Your application is not running slower due to debugging symbols, its running slower because of less optimization done by the compiler.
Debugging symbols are not 'overhead' beyond the fact that they occupy more disk space. Code compiled at maximum optimization (-O3) should not be adding debug symbols. That's a flag that you would set when you have no need for said symbols.
If you need debugging symbols, you gain them at the expense of losing compiler optimization. However, once again, this is not 'overhead', its just the absence of compiler optimization.
配置文件代码是否在足够多的函数中插入检测调用来伤害您?
如果您在汇编语言级别单步执行,您会很快找到答案。
Is the profile code inserting instrumentation calls in enough functions to hurt you?
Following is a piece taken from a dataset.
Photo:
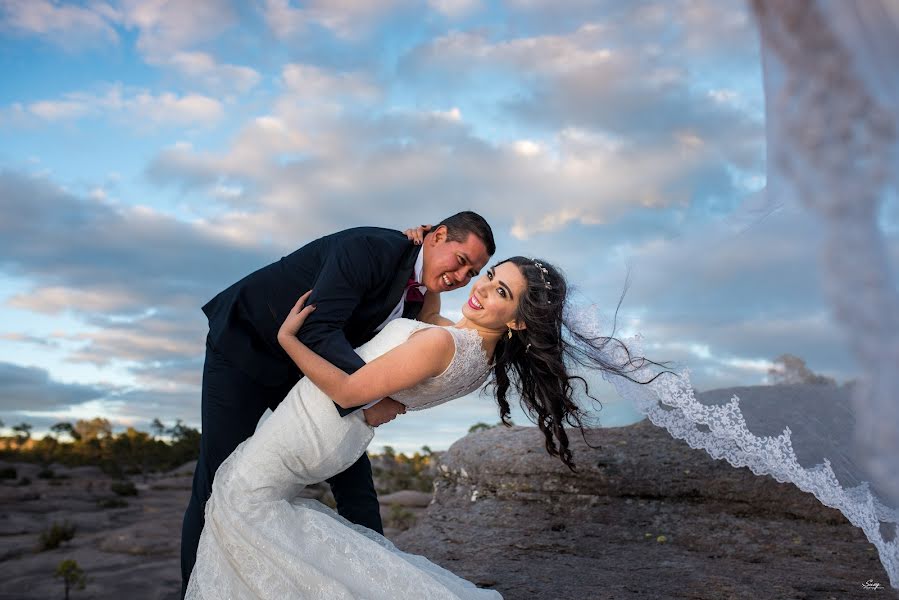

If you single-step at the assembly language level, you'll find out pretty quick.
多线程代码执行时间并不总是按照 gprof 的预期来测量。
除了 gprof 之外,您还应该使用其他计时器对代码进行计时,以查看差异。
我的示例:在 2NUMA 节点 INTEL sandy 桥(8 核 + 8 核)上运行 LULESH CORAL 基准测试,大小为 -s 50 和 20 次迭代 -i,使用 gcc 6.3.0、-O3 进行编译,我有:
运行 1 个线程:不带 -pg 的 ~3,7 和带 -pg 的 ~3,8,但根据 gprof 分析,代码仅运行了 3,5。
运行 16 个线程:~0,6(不带 -pg)和 ~0,8(带 -pg),但根据 gprof 分析,代码运行了 ~4,5 .. 。
粗体 中的时间是在并行区域之外(主函数的开始和结束)测量的 gettimeofday
因此,也许如果您以相同的方式测量应用程序时间,您会看到使用和不使用 -pg 时相同的速度。这只是 gprof 测量的并行错误。在 LULESH openmp 版本中,无论哪种方式。
Multithreaded code execution time is not always measured as expected by gprof.
You should time your code with an other timer in addition to gprof to see the difference.
My example: Running LULESH CORAL benchmark on a 2NUMA nodes INTEL sandy bridge (8 cores + 8 cores) with size -s 50 and 20 iterations -i, compile with gcc 6.3.0, -O3, I have:
With 1 thread running: ~3,7 without -pg and ~3,8 with it, but according to gprof analysis the code has ran only for 3,5.
WIth 16 threads running: ~0,6 without -pg and ~0,8 with it, but according to gprof analysis the code has ran for ~4,5 ...
The time in bold has been measured gettimeofday, outside the parallel region (start and end of main function).
Therefore, maybe if you would have measure your application time the same way, you would have seen the same speeduo with and without -pg. It is just the gprof measure which is wrong in parallel. In LULESH openmp version either way.